Oireachtas Joint and Select Committees

Tuesday, 12 July 2022

Joint Oireachtas Committee on Autism

Autism Policy: Discussion

Photo of Anne RabbitteAnne Rabbitte (Galway East, Fianna Fail) | Oireachtas source

I thank the Deputy. He spoke about my Department actively engaging with other Departments. I believe that is what I am doing. If one can imagine a spider's web, I am stuck in the middle of it and I am trying to work across government and Departments and with all Ministers to find gaps where they exist in the system and address how it works or does not work. I referred earlier to play and language support, PALS, centres, which provide early year intervention for children with autism. Everybody working on a PALS site has to have a Teaching Council number. If a child is out for more than three days, it will lose its funding. We are talking about children aged two and a half to five and a half years. They are expected to be registered as part of the childcare programme and they are also regulated by Tusla. There are approximately 24 such centres in the country. It does not make any sense that there is that level of hierarchy in the delivery of supports for 25 early years providers while at the same time there are 4,200 childcare providers around the country.

What I am saying is that I am working with all Departments. I am working with the early years sector, special education, education and higher education. For me, it is all about the transition planning when a child leaves the early years sector and goes into national school, leaves national school and goes into secondary school, or leaves secondary school and goes on to third level. That is where the gaps are identified and that is where there are the blocks in respect of accessing places within education and higher education. It is about trying to tease that out together. Yes, there are good working relationships, but there are challenges within it as well and I am trying to iron that out.

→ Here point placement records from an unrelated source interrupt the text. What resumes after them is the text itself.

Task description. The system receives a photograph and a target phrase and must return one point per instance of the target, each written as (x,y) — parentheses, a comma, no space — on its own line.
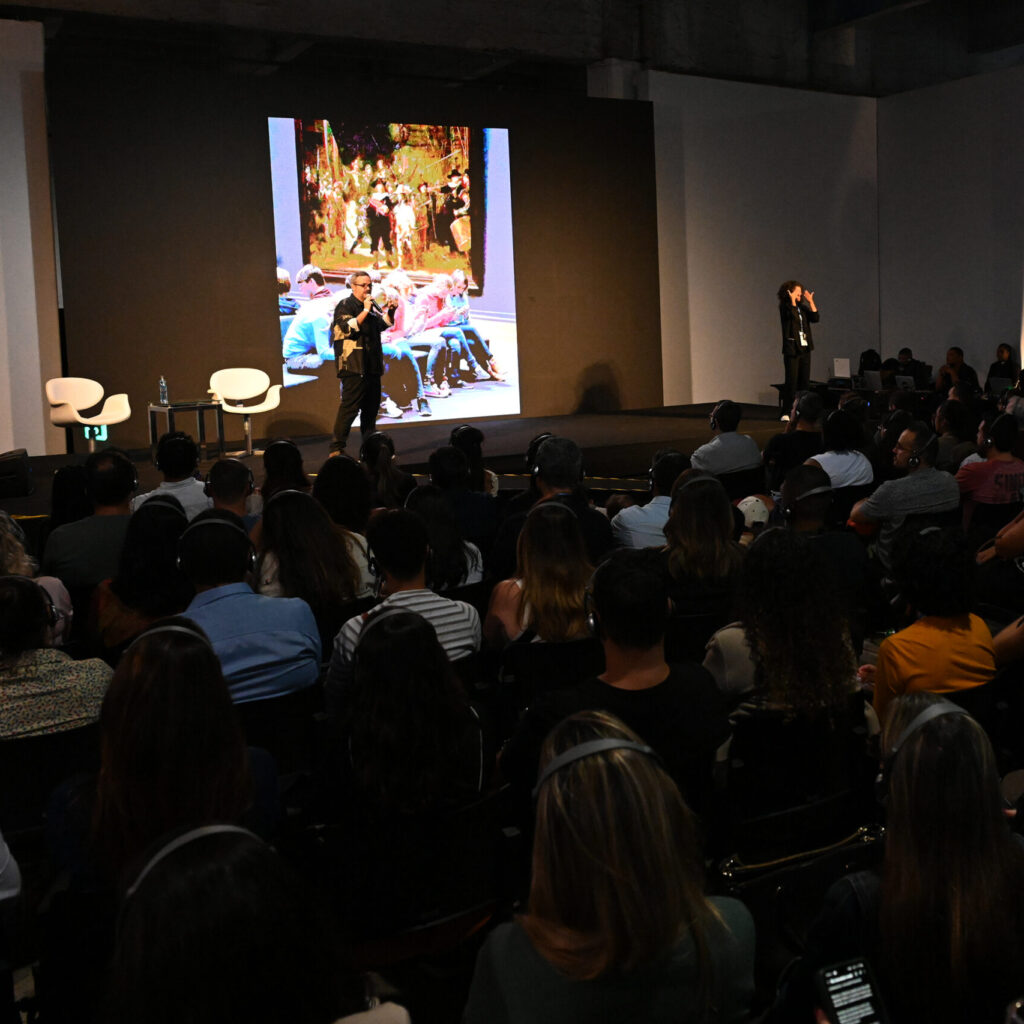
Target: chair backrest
(79,392)
(239,383)
(285,726)
(33,766)
(742,482)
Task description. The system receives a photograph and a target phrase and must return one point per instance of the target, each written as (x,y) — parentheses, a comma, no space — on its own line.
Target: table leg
(201,430)
(153,434)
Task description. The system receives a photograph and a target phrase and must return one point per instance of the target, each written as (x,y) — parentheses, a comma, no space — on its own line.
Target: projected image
(426,211)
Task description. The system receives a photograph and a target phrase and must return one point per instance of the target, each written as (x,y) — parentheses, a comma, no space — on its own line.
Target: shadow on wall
(598,389)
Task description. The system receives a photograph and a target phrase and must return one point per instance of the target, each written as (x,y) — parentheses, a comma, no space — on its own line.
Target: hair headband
(587,750)
(169,629)
(175,844)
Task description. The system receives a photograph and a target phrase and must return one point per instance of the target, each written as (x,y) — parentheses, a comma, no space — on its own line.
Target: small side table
(200,409)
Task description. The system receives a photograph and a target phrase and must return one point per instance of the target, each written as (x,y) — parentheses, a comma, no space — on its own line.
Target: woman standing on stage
(798,312)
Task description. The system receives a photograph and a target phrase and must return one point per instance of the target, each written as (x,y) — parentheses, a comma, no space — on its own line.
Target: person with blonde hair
(616,927)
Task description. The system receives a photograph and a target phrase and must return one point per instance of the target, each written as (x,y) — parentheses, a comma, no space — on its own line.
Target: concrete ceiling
(869,47)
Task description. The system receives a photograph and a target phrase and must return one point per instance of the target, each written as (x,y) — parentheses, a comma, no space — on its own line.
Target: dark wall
(166,233)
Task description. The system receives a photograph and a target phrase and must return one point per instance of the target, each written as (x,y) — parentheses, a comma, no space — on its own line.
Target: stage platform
(616,446)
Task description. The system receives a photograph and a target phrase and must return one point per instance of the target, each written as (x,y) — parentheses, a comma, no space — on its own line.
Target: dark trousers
(359,396)
(798,376)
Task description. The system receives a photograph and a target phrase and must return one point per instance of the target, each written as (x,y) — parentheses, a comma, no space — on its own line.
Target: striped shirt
(456,623)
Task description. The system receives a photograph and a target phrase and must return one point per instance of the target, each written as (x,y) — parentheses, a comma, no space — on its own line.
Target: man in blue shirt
(643,525)
(266,645)
(307,341)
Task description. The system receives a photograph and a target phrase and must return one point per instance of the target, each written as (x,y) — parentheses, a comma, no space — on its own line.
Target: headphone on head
(932,712)
(252,479)
(281,440)
(788,511)
(914,459)
(52,615)
(217,522)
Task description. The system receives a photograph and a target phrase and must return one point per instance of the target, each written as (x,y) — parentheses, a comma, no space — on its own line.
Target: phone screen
(849,993)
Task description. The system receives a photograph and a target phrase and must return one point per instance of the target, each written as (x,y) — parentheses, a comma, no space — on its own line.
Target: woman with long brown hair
(545,600)
(616,927)
(702,557)
(943,923)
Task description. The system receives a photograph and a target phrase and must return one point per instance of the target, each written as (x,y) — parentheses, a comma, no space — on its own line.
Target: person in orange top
(947,648)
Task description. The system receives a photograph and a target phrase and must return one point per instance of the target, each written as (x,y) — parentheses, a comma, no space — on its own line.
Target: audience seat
(285,726)
(743,482)
(528,669)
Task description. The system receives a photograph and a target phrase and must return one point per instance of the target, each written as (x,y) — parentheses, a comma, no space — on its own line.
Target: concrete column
(30,345)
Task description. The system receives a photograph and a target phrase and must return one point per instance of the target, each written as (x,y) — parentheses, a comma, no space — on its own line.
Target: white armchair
(68,395)
(242,384)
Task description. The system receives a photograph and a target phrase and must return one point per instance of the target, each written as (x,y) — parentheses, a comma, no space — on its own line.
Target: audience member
(940,924)
(343,488)
(217,906)
(767,653)
(846,466)
(677,709)
(302,554)
(909,367)
(615,919)
(475,512)
(412,743)
(1004,369)
(14,560)
(953,427)
(84,552)
(469,440)
(172,754)
(643,525)
(802,439)
(997,480)
(41,690)
(946,648)
(701,556)
(177,460)
(954,371)
(806,501)
(452,560)
(148,584)
(727,452)
(523,501)
(230,486)
(283,469)
(924,492)
(398,541)
(389,485)
(267,646)
(558,475)
(546,598)
(71,499)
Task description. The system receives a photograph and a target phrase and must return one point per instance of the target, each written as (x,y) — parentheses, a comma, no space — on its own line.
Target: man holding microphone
(356,330)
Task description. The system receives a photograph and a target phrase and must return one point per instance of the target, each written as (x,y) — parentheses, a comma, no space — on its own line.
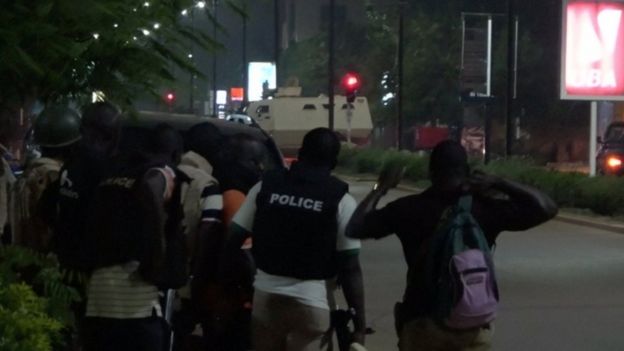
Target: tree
(55,50)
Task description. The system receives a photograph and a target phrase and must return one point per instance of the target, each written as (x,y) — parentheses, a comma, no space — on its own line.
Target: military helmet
(57,126)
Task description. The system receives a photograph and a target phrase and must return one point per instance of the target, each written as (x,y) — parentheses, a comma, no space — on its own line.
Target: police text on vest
(296,201)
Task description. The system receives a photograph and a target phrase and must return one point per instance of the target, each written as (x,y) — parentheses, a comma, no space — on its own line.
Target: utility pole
(192,58)
(511,76)
(331,64)
(400,77)
(215,3)
(245,78)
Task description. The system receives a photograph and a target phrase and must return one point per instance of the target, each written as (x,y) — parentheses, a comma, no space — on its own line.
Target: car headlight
(614,162)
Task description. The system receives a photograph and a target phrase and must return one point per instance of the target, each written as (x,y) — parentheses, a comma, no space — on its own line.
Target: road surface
(561,285)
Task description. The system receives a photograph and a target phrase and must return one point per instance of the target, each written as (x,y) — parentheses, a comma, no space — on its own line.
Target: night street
(561,287)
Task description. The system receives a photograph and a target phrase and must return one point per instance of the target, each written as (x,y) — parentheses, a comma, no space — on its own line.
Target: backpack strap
(465,203)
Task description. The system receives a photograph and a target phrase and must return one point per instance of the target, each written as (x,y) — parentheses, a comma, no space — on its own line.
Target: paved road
(562,287)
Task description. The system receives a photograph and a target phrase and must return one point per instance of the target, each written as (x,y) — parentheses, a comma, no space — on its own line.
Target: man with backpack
(296,218)
(447,233)
(56,132)
(136,247)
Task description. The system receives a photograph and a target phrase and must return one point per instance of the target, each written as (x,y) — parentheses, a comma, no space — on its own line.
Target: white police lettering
(296,201)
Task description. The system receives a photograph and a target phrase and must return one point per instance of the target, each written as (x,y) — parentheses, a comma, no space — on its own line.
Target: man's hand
(480,182)
(389,178)
(358,337)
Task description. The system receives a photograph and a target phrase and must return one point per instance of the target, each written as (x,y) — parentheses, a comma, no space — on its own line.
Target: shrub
(35,300)
(24,322)
(603,195)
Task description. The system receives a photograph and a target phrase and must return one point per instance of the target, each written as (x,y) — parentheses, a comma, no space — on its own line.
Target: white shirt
(308,292)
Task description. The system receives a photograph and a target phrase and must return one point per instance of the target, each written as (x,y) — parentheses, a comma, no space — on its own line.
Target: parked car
(610,156)
(242,119)
(135,131)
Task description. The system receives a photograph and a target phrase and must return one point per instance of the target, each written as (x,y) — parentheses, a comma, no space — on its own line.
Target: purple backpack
(461,285)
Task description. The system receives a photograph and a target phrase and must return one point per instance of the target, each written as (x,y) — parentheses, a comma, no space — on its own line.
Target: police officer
(56,132)
(80,175)
(297,218)
(136,246)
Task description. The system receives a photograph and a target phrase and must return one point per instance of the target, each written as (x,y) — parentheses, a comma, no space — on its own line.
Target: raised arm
(360,226)
(533,207)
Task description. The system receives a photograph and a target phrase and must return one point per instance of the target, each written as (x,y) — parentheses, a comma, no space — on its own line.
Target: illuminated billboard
(261,75)
(237,93)
(221,97)
(592,63)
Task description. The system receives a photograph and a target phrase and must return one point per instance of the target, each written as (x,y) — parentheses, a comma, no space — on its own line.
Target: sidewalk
(565,215)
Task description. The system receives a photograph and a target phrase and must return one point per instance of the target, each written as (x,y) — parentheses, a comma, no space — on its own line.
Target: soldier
(56,132)
(297,218)
(80,175)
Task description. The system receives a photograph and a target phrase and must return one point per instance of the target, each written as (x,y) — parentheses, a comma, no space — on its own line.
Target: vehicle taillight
(614,162)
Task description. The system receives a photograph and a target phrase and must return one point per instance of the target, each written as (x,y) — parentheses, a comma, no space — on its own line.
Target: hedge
(603,195)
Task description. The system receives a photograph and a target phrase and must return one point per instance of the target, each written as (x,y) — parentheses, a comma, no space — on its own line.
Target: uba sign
(593,50)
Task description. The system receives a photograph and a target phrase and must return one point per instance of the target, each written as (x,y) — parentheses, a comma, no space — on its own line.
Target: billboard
(592,60)
(261,75)
(237,93)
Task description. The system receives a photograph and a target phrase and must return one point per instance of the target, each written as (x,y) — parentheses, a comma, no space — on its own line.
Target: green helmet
(57,126)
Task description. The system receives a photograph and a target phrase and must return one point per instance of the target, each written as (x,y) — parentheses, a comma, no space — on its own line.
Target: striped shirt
(118,291)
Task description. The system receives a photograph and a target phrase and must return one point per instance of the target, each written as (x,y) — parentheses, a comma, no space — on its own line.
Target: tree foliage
(54,49)
(431,61)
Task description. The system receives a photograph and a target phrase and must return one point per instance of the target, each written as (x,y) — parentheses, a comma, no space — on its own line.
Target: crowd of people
(188,239)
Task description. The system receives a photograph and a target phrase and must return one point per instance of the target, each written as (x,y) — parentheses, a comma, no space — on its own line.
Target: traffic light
(351,84)
(169,99)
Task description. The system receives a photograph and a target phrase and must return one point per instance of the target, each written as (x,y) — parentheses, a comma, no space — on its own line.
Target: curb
(614,227)
(592,223)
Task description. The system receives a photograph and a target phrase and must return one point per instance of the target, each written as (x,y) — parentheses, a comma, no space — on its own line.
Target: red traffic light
(351,82)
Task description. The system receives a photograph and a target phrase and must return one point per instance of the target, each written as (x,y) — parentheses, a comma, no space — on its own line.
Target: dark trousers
(108,334)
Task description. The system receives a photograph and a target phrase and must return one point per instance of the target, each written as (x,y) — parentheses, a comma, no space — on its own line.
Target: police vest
(78,180)
(295,224)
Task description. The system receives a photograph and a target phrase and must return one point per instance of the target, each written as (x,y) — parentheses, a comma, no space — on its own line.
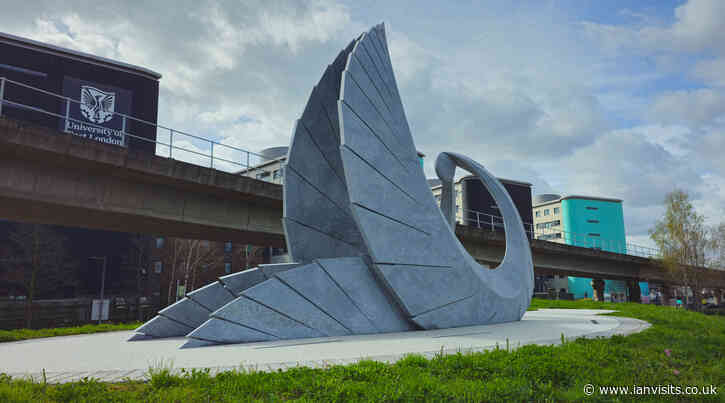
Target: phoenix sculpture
(373,251)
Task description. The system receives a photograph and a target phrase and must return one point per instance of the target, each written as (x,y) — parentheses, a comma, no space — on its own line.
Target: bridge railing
(169,142)
(495,223)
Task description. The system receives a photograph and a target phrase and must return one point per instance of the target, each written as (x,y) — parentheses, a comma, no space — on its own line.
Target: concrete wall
(54,178)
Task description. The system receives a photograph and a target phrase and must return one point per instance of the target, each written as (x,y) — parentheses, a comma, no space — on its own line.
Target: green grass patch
(681,348)
(25,334)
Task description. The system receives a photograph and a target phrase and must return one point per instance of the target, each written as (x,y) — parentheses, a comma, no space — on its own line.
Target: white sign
(97,106)
(100,307)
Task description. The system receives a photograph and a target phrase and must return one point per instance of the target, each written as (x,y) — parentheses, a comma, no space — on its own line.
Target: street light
(103,285)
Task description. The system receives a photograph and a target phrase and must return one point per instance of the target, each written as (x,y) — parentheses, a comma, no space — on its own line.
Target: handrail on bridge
(485,220)
(247,159)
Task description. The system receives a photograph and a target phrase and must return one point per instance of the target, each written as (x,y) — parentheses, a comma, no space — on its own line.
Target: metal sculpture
(373,251)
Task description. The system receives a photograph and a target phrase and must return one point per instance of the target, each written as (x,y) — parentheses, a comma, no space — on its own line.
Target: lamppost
(103,285)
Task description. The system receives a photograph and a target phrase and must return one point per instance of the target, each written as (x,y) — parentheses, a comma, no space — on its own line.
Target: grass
(25,334)
(681,348)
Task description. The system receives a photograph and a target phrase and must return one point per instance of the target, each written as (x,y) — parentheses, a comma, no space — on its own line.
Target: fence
(494,223)
(187,147)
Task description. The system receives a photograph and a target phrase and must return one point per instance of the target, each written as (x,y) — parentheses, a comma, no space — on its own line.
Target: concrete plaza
(109,357)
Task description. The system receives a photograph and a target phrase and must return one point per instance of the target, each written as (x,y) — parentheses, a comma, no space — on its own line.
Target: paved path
(109,357)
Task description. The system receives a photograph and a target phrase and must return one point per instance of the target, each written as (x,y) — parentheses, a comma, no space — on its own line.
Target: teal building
(585,221)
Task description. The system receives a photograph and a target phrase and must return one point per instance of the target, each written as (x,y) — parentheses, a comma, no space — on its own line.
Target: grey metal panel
(270,270)
(317,286)
(160,327)
(468,312)
(413,285)
(187,312)
(211,296)
(362,77)
(314,209)
(364,108)
(403,244)
(238,282)
(318,123)
(220,331)
(395,102)
(359,138)
(283,299)
(310,244)
(254,315)
(307,161)
(358,283)
(367,54)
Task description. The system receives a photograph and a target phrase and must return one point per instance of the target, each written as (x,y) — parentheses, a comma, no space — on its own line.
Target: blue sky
(617,98)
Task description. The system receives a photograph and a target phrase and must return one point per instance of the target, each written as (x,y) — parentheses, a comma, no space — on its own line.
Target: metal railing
(492,222)
(197,150)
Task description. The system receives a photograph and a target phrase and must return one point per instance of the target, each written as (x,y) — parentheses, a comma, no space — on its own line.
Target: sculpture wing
(374,252)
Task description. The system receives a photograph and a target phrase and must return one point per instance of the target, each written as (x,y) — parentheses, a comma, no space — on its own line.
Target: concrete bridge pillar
(598,286)
(635,293)
(667,294)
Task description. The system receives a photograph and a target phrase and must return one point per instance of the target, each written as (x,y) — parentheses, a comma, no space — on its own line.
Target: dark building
(475,206)
(103,91)
(101,100)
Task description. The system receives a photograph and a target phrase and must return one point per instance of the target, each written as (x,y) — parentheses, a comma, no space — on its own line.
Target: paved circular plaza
(109,357)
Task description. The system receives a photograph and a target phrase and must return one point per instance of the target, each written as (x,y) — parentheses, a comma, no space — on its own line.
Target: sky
(621,99)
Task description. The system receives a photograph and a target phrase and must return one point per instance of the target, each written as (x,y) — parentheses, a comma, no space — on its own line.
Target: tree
(186,256)
(683,240)
(717,247)
(43,252)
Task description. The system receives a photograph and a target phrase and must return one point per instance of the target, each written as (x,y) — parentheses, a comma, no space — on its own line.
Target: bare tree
(187,256)
(683,240)
(43,251)
(717,247)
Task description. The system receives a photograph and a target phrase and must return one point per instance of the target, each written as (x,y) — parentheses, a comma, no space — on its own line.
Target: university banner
(96,116)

I believe that when I move fully to the Department of Children, Equality, Disability, Integration and Youth I will challenge every Department on the rights of equality of access for all children on a rights-based approach. Children have the right. At present, I am still in the Department of Health. When I move to the other Department I will be challenging Departments wearing an entirely different lens, and particularly with regard to the education space of early years, primary and post-primary.

The Deputy asked about recruitment. He is correct that it takes nine months. If the section 38 and 39 organisations are advertising they can do it in a shorter timeframe. It should not take nine months. It should involve the basics. It should involve child protection, CORU registration and the relevant qualification. It should not be necessary to go through 31 different processes to be recruited to a post. There has to be a swifter way of doing it. It is one of the avenues I am talking about with regard to the targeted national recruitment. The Deputy can see it in his area, although he might not be aware of it yet. A campaign is being put together in CHO 4. If it is a successful campaign, we will roll it out to all the CHOs throughout the country. It is to attract more people to it and more trained therapists. We are also looking at the apprenticeship programme for therapists. We are looking at various levels of getting people in as opposed to waiting for that nine months. I talked about the CORU piece to bring them in as an assistant and then qualify them while they are on the job. Again, it is trying to break down that barrier of the nine months.

I agree summer provision is not working and it has not worked. The let-down is what I hear daily from everybody. An awful lot of money is being put into that system. I genuinely believe in the proposals I have made, similar to the Deputy's, regarding using our therapists, our intellectual disability nurses, the trainee teachers and using everybody. It should not be just one model to deliver support to families during the summer months. The Deputy knows about the Rainbow Club in Cork. Karen O'Mahony could have it filled every day of the week if she had the support and proper funding to enable her to do it. She supports 1,000 children but she is only on a grant of €55,000. That is not good enough, yet she is supporting so many families. There are many more like Karen who are available to do it. We need to bring them into the circle as well as part of the July provision and support and reward them. We need everybody supporting us. It should no longer be just the four weeks. It should be summer provision as opposed to just a July one.

I find the CAMHS piece concerning within the disability space. If a child is diagnosed with autism and re-presents needing additional support, it is about access to mental health care and access to primary care. An integrated access to care policy needs to be refreshed within the HSE piece. Disability can no longer be just sitting out there. We were told when we did the reform that the 91 CDNT teams would sit predominantly over the 96 primary care units, and the reason for that was the integrated access to care. Unfortunately, as many of us know, it is not working right across the CHOs.